Audio Data Engineer – Speech Cleaning & Pipeline Automation (TTS)

Audio Data Engineer – Speech Cleaning & Pipeline Automation (TTS)

Audio Data Engineer – Speech Cleaning & Pipeline Automation (TTS)
Hippocratic AI
Hippocratic AI is seeking an Audio Data Engineer to enhance and automate speech datasets for Text-to-Speech (TTS) systems, contributing to the development of a safety-focused Large Language Model for healthcare. The role involves cleaning audio data, building automation pipelines, and collaborating with ML researchers to ensure high-quality voice models.
Qualification
- Strong experience with speech/audio cleaning using tools such as iZotope RX, Audacity, Adobe Audition, or SoX.

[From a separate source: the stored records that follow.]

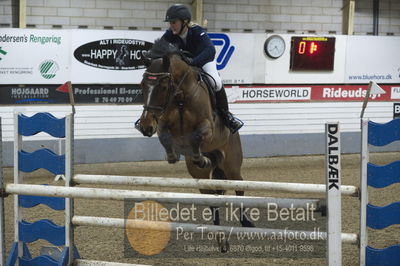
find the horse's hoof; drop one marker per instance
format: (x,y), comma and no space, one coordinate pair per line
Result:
(173,158)
(203,163)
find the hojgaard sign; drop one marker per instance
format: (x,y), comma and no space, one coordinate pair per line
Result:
(83,94)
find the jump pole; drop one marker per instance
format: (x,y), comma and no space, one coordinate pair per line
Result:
(163,197)
(196,228)
(296,188)
(2,220)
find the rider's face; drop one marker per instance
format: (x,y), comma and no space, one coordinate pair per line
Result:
(175,26)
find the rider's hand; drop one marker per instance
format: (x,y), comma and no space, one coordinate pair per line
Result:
(189,61)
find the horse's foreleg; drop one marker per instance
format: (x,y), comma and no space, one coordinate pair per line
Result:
(165,138)
(244,220)
(197,157)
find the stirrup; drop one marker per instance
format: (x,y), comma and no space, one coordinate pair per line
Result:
(137,126)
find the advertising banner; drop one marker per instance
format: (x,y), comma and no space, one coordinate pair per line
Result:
(342,93)
(83,94)
(109,57)
(372,58)
(32,56)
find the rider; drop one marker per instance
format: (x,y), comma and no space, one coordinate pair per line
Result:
(190,37)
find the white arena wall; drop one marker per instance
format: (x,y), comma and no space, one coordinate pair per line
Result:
(274,126)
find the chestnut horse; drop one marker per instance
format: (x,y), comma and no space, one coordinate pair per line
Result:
(177,106)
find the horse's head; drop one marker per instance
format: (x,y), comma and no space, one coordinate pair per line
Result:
(157,90)
(158,87)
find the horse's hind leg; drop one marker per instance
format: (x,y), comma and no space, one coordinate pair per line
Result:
(165,138)
(205,173)
(198,158)
(231,167)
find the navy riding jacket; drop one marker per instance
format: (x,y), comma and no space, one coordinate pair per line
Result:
(197,43)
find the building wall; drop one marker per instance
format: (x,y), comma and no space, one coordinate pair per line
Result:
(281,16)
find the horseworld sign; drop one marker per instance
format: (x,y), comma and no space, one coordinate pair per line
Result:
(113,54)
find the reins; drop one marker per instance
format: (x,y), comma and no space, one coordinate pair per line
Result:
(172,91)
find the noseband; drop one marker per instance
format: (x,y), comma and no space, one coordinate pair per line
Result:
(172,91)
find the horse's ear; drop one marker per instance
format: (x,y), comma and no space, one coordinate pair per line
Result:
(166,62)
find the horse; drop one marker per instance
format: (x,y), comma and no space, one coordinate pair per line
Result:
(178,107)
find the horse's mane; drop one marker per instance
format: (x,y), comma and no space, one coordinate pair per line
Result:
(162,48)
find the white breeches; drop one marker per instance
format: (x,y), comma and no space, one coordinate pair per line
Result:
(211,69)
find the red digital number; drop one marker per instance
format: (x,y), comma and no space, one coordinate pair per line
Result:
(302,47)
(313,48)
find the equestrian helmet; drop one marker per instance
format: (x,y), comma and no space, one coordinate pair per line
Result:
(176,12)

- Proficiency in Python and audio-related scripting for automation and batch processing.
- Familiarity with digital audio principles, including sample rates, bit depth, frequency bands, and compression artifacts.
Responsibility
- Clean, denoise, and enhance large volumes of recorded speech data for use in TTS and voice synthesis pipelines.
- Build and maintain automated audio preprocessing pipelines using scripting tools and open-source libraries.
- Apply techniques such as background noise removal, silence trimming, gain normalization, and sample rate conversion.
- Integrate tools like ffmpeg, sox, or Python-based scripts (pydub, torchaudio, librosa) into scalable workflows.
- Collaborate with ML researchers and speech scientists to deliver high-quality, ready-to-train datasets.
- Evaluate audio quality using perceptual and quantitative metrics, and maintain audio QA checklists.